Tomorrow night sees the stars of the stage descend upon the Royal Opera House for what is arguably the biggest night in England’s (or perhaps more contentiously given the list of nominees – London’s) theatre world: the Laurence Olivier Awards. It will be possible to watch the event live via the red button on the BBC, or listen to Radio 2, from 19:30.

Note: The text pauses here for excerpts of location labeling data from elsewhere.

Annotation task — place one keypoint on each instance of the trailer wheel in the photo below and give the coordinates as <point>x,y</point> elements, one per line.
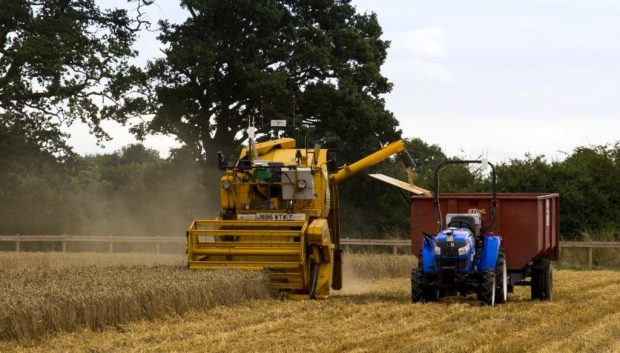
<point>501,279</point>
<point>542,280</point>
<point>417,285</point>
<point>486,288</point>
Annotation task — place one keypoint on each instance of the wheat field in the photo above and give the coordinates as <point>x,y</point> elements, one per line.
<point>371,314</point>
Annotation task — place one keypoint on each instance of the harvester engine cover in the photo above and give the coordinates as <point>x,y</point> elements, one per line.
<point>279,214</point>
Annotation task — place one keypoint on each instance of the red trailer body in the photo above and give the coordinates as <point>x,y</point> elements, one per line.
<point>527,223</point>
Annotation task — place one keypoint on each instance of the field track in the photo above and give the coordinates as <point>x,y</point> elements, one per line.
<point>374,316</point>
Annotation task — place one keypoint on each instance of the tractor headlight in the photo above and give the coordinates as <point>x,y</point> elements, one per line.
<point>301,184</point>
<point>463,250</point>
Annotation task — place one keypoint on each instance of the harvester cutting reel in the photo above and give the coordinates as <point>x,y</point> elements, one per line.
<point>298,256</point>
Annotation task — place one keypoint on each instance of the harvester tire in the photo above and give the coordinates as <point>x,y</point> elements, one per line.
<point>542,280</point>
<point>417,285</point>
<point>501,279</point>
<point>486,288</point>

As is often the case the list of nominees make for interesting reading and arguably casts a brighter light on the theatre scene than the list of those who actually win. Rather than going through the complete list of the  runners and riders, a quick glance across the categories does raise some interesting talking points.

8 Key Questions

  1. In what can only be seen as a damning indictment of the non-subsidised West End stomach for risk-taking, the only nominated new play that premièred outside of the subsidised sector was an adaptation of the most famous of all Ealing comedies. Whilst well-received by the critics, is it not possible for a playwright to be allowed to stage new work in the West End (special exemptions for famous Hollywood actor/writers not withstanding)?
  2. Is it a thin year dramatically? Even the revivals don’t seem to have their usual vim. Hopefully Anna Christie will be recognised for its fine work and it will be up against a strong revival of Rattigan’s Flare Path; a playwright very much in vogue.  However Noises Off seems to be a rather populist choice when you consider the fine year the Donmar had with the rarely performed and excellently executed ‘Inadmissable Evidence’ directly following Anna Christie.
  3. Will London Road be able to withstand the Matilda charge? It lost out to populism at the Evening Standard Awards, and whilst Matilda is a fine and deserving winner in its own right isn’t it time that London Road was recognised for the stunningly brave and unique production it is (and for those who missed it first time, it is coming back to the Olivier this summer – a portent perhaps?)
  4. Can the Sheridan Smith success story continue? Everyone’s favourite 2 Pints of Lager…breakout star is up for a fairly unique double; after picking up Best Musical Actress at the first time of asking for Legally Blonde, Ms Smith will be hoping to make it two in two years for her fine performance in Flare Path. However competition is tough in a category that also includes Mark Addy, Bryony Hannah and Johnny Flynn; all of whom should be regarded as excellent contenders in their own right.
  5. Just how many can Matilda win? The remarkable story continues and you don’t fancy anyone coming up against them. Best new musical to edge out London Road? Bertie Cavill is surely a lock-in for Best Actor Musical. Does anyone have the heart to deny the Matilda’s their moment as Best Actress Musical? Paul Kaye could be on shakier ground as he is up against Katherine Kingsley’s Lina Lamont – a scene-stealing role if  ever there was one. And after all that there is a raft of technical awards that someone has to win.
  6. The Best Actress/Best Actor awards seem totally up for grabs. Desperately hope that the double-header Cumberbatch/Lee Miller is overlooked as Frankenstein wasn’t that great.  My personal preference would be a Ruth Wilson/Jude Law double for Anna Christie. However Douglas Hodge in Inadmissible Evidence would be a worth winner.
  7. What is the point, I mean really, what is the point of the BBC Radio 2 Oliver Audience Award when you have to chose between Jersey Boys /  Wicked / Les Freakin  Mis and Billy Elliot? How about giving us a write-in winner?
  8. How much more alive does theatre feel when you look at the nominees in Outstanding Achievement in an Affiliate Theatre? Mogadishu and Roadkill could have been strong contenders in the main categories but here they feel punted to the sidelines.

And finally good luck to all the nominees.